Judges: OK to make videos of women without consent
Three judges — all men — wrote three separate but nearly identical opinions concluding it’s not a crime in Tennessee to film fully clothed women without their consent if they’re in public.
The issue arose in the case of an admitted sexual deviant who was convicted of unlawful photography and admitted he stalked women in retail stores and filmed their “private areas” for sexual gratification.
Tennessee Court of Criminal Appeals Judges D. Kelly Thomas Jr., James Curwood Witt Jr. and Thomas T. Woodall collectively and separately tossed out unlawful photography convictions against the Sullivan County man, who has a history of public indecency charges.
In three separate opinions, the trio reach the same conclusion: No one has a right to expect privacy in the digital age.
“Exposure to the capture of our images by cameras has become, perhaps unfortunately, a reality of daily life in our digital age,” Thomas wrote.
“When nearly every person goes about her day with a handheld device capable of taking hundreds of photographs and videos and every public place is equipped with a wide variety of surveillance equipment, it is simply not reasonable to expect that our fully-clothed images will remain totally private,” he concluded.
Thomas, Witt and Woodall agreed evidence showed David Eric Lambert intentionally filmed women for sexual gratification, took “close-up” footage of three women’s “private areas” in three separate stores, tried to hide his filming and admitted he “crossed moral boundaries.”
The three men also agreed Lambert had a string of prior misdemeanor convictions for exposing himself and committing sexual acts in public.
They acknowledged Lambert’s victims found him “creepy” even before they realized he was filming them and tried to evade him. One woman ran out of the store.
Another alerted security.
But, the trio concluded, without an “expectation of privacy,” Lambert’s actions aren’t criminal.
In March 2016, Kingsport Police Department Detective Martin Taylor kept fielding calls from frightened women who all had the same story to tell: A man had stalked them while they shopped.
It didn’t take Taylor long to find a suspect. Lambert had a history of inappropriate behavior toward women in public places, court records show.
When Taylor questioned Lambert, he readily confessed to not only stalking women in stores such as Walmart, Hobby Lobby and the Dollar Tree in Kingsport, but capturing closeup footage of their buttocks for his own sexual pleasure.
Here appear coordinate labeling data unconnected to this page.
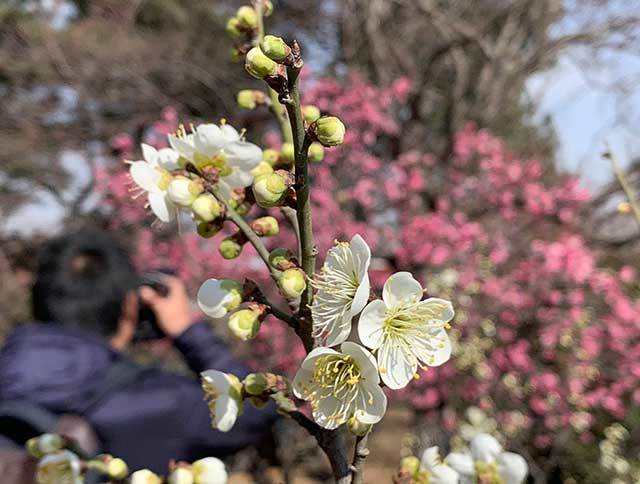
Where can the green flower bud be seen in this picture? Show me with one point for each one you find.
(410, 464)
(266, 226)
(263, 168)
(280, 256)
(259, 65)
(292, 282)
(234, 31)
(270, 156)
(269, 190)
(229, 248)
(288, 152)
(255, 383)
(206, 208)
(117, 469)
(183, 191)
(244, 323)
(208, 229)
(316, 152)
(358, 428)
(329, 131)
(275, 48)
(310, 113)
(247, 17)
Lambert told Taylor he had captured more than 20 videos of women at a half-dozen major retail stores in Kingsport. The software Taylor used to try to retrieve videos failed, though, and Lambert was ultimately charged in only three cases.
One woman was shopping at Walmart in February 2016 when she saw a man advance on her with a look on his face that made her “very uncomfortable.” She walked out of the store toward her car. The man followed, “matching my pace,” she later testified.
She made it to her car, and the man walked away.
That same day, two sisters were shopping at Hobby Lobby when a man began following them around the store.
One of the women eventually confronted the man and used her cell phone to take a photograph of him. He fled out of the store.
Less than three weeks later, a fourth woman was at Dollar Tree when she “felt like someone was standing really close” and turned to see a man with a “really creepy grin” holding a cellphone close to “the right side of her rear end.”
Grizzel testified he “grabbed the right side of her rear end and said, ‘Nice [expletive],’” before he fled, the opinion states.
Three separate juries convicted Lambert of unlawful photography, a misdemeanor. One of those juries also convicted Lambert of sexual battery for grabbing the woman.
Sullivan County Criminal Court Judge James F. Goodwin Jr. later sentenced Lambert to nearly four years in prison, citing his prior history of obscene and sexually threatening behavior.
The 2nd Judicial District Public Defender’s office challenged the convictions, arguing Lambert’s behavior in filming the women wasn’t criminal.
Appellate Judges Thomas, Witt and Woodall say the public defenders were right.
“The [victims were] fullyclothed in full view of any person present in the store,” the panel of judges concluded. “No evidence suggested that [Lambert] attempted to photograph [the victims] underneath [their] clothing. Indeed, a similar image could have been captured by surveillance equipment.”
The three-judge panel left intact the sexual battery conviction. Lambert’s case now returns to Goodwin for resentencing.